Des chants s’élevaient sur des rythmes saccadés :

« Viens à moi, ô Priape, telle la lumière du soleil à l’aube du jour. Viens, ô Priape, et accorde-moi tes faveurs, ta substance, ton élégance, ta beauté, tes délices. Dans les deux ton nom est LAMPTHEN

— OUOTH OUASTHEN

— OUTHIO AMENOTH

— ENTHOMOUCH. Je sais les formes que tu peux prendre : à l’est, celle d’un ibis, à l’ouest, celle d’un loup, au nord, celle d’un serpent, et au sud, celle d’un aigle. Viens à moi, Priape – viens à moi, Priape viens… »

Les femmes montaient vers l’autel une à une, embrassaient le bout du phallus tout en le caressant de manière lascive.

« Priape, je t’invoque ! Accorde-moi tes faveurs, tes formes, ta beauté ! Accorde-moi le plaisir. Car tu fais partie de moi et moi de toi. Tu portes mon nom et moi le tien. »

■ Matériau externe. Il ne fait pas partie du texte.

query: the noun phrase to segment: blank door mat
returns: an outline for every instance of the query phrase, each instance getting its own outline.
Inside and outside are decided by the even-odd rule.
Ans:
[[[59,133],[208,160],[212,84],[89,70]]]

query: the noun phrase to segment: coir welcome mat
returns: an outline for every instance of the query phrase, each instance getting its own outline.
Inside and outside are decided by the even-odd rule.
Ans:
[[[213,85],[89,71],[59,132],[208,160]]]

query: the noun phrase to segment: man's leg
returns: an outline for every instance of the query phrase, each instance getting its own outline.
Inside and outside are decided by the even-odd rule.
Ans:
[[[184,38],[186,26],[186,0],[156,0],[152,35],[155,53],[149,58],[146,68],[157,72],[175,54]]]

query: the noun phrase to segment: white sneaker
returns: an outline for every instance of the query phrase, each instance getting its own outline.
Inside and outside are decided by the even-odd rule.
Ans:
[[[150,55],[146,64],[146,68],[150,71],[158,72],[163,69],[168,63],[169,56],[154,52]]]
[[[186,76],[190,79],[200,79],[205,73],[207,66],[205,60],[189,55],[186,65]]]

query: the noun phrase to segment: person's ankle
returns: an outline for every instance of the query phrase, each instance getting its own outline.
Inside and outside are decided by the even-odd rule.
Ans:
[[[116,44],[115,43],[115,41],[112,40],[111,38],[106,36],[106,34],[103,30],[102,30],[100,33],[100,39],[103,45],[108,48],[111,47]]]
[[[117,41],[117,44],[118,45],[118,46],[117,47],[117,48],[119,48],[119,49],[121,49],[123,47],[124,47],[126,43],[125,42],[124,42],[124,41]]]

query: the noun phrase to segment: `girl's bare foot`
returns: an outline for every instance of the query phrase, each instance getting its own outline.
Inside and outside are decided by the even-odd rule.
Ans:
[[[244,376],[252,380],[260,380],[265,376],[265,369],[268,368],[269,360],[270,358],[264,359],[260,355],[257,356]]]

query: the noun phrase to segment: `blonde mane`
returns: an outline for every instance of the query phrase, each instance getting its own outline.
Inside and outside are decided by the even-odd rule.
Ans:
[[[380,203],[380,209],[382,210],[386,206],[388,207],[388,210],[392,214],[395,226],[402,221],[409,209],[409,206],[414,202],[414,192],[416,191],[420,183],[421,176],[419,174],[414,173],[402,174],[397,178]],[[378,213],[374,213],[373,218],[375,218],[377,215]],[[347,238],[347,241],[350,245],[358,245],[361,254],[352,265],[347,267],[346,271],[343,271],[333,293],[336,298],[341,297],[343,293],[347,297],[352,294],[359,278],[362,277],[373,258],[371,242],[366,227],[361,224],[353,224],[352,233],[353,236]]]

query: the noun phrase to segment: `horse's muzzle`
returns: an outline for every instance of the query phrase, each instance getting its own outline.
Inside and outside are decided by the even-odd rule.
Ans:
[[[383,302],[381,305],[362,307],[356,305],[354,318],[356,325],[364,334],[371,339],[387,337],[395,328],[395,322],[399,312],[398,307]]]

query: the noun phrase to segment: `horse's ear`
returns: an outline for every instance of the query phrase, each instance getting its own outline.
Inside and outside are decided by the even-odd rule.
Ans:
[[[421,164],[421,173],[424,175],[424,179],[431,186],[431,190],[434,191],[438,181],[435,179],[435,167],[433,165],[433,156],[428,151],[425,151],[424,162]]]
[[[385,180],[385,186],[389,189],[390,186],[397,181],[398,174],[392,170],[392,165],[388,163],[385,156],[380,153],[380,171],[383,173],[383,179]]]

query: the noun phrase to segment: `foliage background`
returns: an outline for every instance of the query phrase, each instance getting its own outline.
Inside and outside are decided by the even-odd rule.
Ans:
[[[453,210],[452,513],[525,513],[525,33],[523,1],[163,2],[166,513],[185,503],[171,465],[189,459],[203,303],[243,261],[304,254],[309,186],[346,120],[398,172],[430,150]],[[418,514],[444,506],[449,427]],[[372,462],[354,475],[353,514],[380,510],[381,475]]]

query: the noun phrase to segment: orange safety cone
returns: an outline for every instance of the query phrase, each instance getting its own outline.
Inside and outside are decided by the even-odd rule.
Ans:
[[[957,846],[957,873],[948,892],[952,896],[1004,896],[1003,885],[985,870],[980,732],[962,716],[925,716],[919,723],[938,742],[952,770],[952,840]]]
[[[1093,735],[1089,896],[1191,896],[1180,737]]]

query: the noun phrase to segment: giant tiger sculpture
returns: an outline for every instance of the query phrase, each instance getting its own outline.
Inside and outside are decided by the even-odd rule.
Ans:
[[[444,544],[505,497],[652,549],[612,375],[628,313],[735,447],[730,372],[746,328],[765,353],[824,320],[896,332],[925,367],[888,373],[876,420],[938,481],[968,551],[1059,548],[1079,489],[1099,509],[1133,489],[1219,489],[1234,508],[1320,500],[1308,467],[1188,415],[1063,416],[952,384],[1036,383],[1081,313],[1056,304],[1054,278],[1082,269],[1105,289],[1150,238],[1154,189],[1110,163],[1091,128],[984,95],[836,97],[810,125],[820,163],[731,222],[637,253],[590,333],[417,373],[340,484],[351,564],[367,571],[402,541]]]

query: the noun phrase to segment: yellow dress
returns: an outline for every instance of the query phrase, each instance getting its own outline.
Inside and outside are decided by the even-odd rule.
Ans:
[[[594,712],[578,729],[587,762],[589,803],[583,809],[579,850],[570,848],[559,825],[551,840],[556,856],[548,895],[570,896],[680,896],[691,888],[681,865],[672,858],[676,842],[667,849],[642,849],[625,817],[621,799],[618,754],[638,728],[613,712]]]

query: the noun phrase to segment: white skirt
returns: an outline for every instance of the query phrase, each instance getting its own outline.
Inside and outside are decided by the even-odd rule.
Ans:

Un tonitruant et démoniaque grondement de tambour se fit entendre. Faustus savait ce que cela signifiait : l’une des adoratrices venait de chevaucher la statue du dieu. Menandros, le regard braqué, était un peu trop penché vers l’avant. À ce stade de la cérémonie, il y avait peu de chance que l’un des participants levât la tête en l’air et finît par le remarquer, mais il risquait de glisser et chuter au beau milieu de la mêlée. Ce genre de chose était déjà arrivé. La peine encourue pour avoir espionné les rites des adorateurs de Priape était une mort certaine. Faustus se pencha pour le saisir, mais Maximilianus l’avait devancé et le tira vers lui. Bien qu’une surveillance discrète fut interdite lors de ces rites, les hommes n’en étaient pas exclus pour autant. Faustus savait qu’un certain nombre d’esclaves vigoureux attendaient dans les coulisses. Bientôt la prêtresse de Priape leur ferait signe et l’orgie pourrait alors commencer.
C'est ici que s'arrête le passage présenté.